THE mystery of exactly when dinosaurs were wiped out is a step closer to being solved after Scots researchers pinpointed the date of a catastrophic comet impact believed to have dealt the death blow to the species.

Scientists at the Scottish Universities Environmental Research Centre (SUERC) in East Kilbride, South Lanarkshire, used advanced radioactive dating techniques to create the most accurate ever estimate of when the impact occurred.

They have narrowed it down to 66,038,000 years ago – coinciding to "within a gnat's eyebrow" of the date of the dinosaurs' extinction, which the study also reveals occurred around 180,000 years earlier than previously thought.

Both events are precise to within the same 11,000-year margin of error, making them effectively simultaneous in geological time.

The revised dates clear up confusion over whether the impact actually occurred before or after the extinction, which was characterised by the almost overnight disappearance from the fossil record of land-based dinosaurs and many ocean creatures.

Although the extinction of the dinosaurs was first linked to a comet or asteroid collision by scientists at the University of California Berkeley in 1980, the latest findings – the result of an international collaboration between researchers in Scotland, Holland and the US – provides the first quantitative proof, rather than speculation, an impact event was to blame.

A 110-mile-wide crater in the Yucatan peninsula off Mexico is believed to mark the point where the six-mile diameter comet struck, plunging the Earth into a deadly nuclear winter and spelling doomsday for dinosaurs.

However, the researchers are keen to stress the impact was probably not the sole cause of extinction. Dramatic climate variation over the previous million years, including prolonged cold spells and sustained volcanic eruptions, is believed to have brought many creatures to the brink of extinction, with the impact kicking them over the edge.

Paul Renne, director of the Berkeley Geochronology Center and professor in residence of earth and planetary science at the University of California, Berkeley, said: "The impact was clearly the final straw that provided the tipping point. We have shown these events are synchronous to within a gnat's eyebrow and therefore the impact clearly played a major role in extinctions, but it probably wasn't just the impact."

In Scotland, the research was led by Glasgow University geochronologist Dr Darren Mark, who headed up the SUERC team as it conducted independent analyses on rock samples from Haiti and Montana. The Haiti sample would reveal how long ago the comet impact occurred, while volcanic ash collected from the Hell Creek Formation in Montana – the source of many dinosaur fossils – would pinpoint the extinction date.

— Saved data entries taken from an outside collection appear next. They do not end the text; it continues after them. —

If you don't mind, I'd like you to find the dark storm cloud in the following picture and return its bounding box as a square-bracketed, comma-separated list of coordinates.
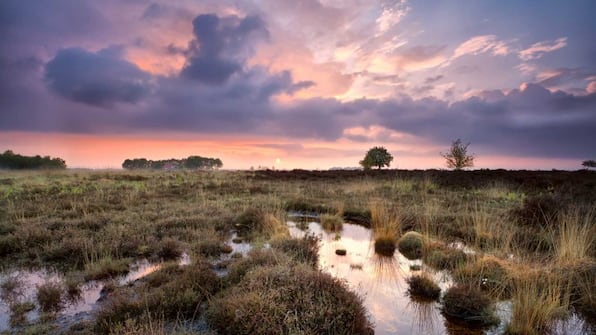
[264, 84, 596, 158]
[181, 14, 269, 85]
[44, 47, 152, 107]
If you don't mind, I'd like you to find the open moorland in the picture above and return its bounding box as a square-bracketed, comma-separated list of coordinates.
[0, 169, 594, 335]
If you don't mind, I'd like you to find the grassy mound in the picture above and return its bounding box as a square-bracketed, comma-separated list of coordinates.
[207, 264, 373, 335]
[397, 231, 424, 260]
[442, 285, 498, 327]
[406, 274, 441, 301]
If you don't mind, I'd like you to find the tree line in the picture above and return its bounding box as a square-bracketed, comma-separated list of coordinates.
[122, 155, 223, 170]
[0, 150, 66, 169]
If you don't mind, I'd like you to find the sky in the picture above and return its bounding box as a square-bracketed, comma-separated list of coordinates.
[0, 0, 595, 170]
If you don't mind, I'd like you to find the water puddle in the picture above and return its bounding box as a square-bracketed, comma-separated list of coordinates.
[287, 220, 592, 335]
[0, 253, 190, 332]
[288, 220, 454, 335]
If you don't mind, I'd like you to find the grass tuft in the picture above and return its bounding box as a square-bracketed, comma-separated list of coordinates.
[371, 202, 400, 257]
[406, 273, 441, 301]
[397, 231, 424, 260]
[36, 281, 64, 313]
[442, 284, 498, 327]
[320, 213, 343, 232]
[506, 272, 569, 335]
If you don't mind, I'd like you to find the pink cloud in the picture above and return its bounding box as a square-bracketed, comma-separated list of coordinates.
[453, 35, 511, 59]
[519, 37, 567, 61]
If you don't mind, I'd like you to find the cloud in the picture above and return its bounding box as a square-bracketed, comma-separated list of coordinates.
[453, 35, 510, 59]
[424, 75, 444, 84]
[181, 13, 269, 85]
[44, 47, 152, 107]
[395, 45, 447, 71]
[519, 37, 567, 61]
[535, 67, 595, 90]
[375, 4, 409, 35]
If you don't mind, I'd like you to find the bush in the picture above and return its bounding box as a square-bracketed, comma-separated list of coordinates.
[207, 264, 373, 335]
[406, 274, 441, 301]
[397, 231, 424, 260]
[442, 285, 498, 327]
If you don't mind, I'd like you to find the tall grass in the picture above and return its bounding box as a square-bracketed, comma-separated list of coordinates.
[552, 206, 595, 263]
[370, 201, 400, 256]
[507, 272, 570, 335]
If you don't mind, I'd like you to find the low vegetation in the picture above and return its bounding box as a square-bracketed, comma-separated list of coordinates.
[0, 169, 594, 334]
[442, 284, 499, 327]
[406, 273, 441, 301]
[207, 262, 372, 335]
[397, 231, 424, 260]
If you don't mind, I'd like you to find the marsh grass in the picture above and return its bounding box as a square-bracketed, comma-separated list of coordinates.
[1, 275, 23, 304]
[270, 234, 320, 267]
[406, 273, 441, 301]
[320, 213, 343, 232]
[442, 284, 498, 327]
[506, 272, 570, 335]
[9, 300, 35, 326]
[36, 281, 64, 313]
[552, 206, 595, 262]
[84, 257, 130, 281]
[453, 255, 510, 298]
[371, 202, 400, 256]
[0, 170, 594, 333]
[397, 231, 424, 260]
[207, 263, 372, 335]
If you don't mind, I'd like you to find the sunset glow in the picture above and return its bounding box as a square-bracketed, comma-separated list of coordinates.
[1, 0, 594, 170]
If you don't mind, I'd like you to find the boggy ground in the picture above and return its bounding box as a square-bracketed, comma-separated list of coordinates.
[0, 169, 594, 334]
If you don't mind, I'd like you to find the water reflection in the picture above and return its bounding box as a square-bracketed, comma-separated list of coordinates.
[407, 299, 441, 335]
[0, 253, 191, 332]
[289, 220, 448, 335]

The team used a technique known as argon-argon dating, which tests the ratio of radioactive potassium in a sample of rock to its decay product, argon. Because the process of conversion from radioactive potassium to argon is so slow, the scientists can use the rocks like extremely slow stopwatches – counting down from the date they landed on the Earth's surface.

Analysis of the volcanic samples pushed the extinction date back by 180,000 years compared to a previous estimate calculated in 1993.

Mr Mark said: "This study shows the power of high precision geochronology. Many people think precision is just about adding another decimal place to a number, but it's far more exciting than that. It's more like getting a sharper lens on a camera. It allows us to dissect the geological record at greater resolution and piece together the sequence of Earth history."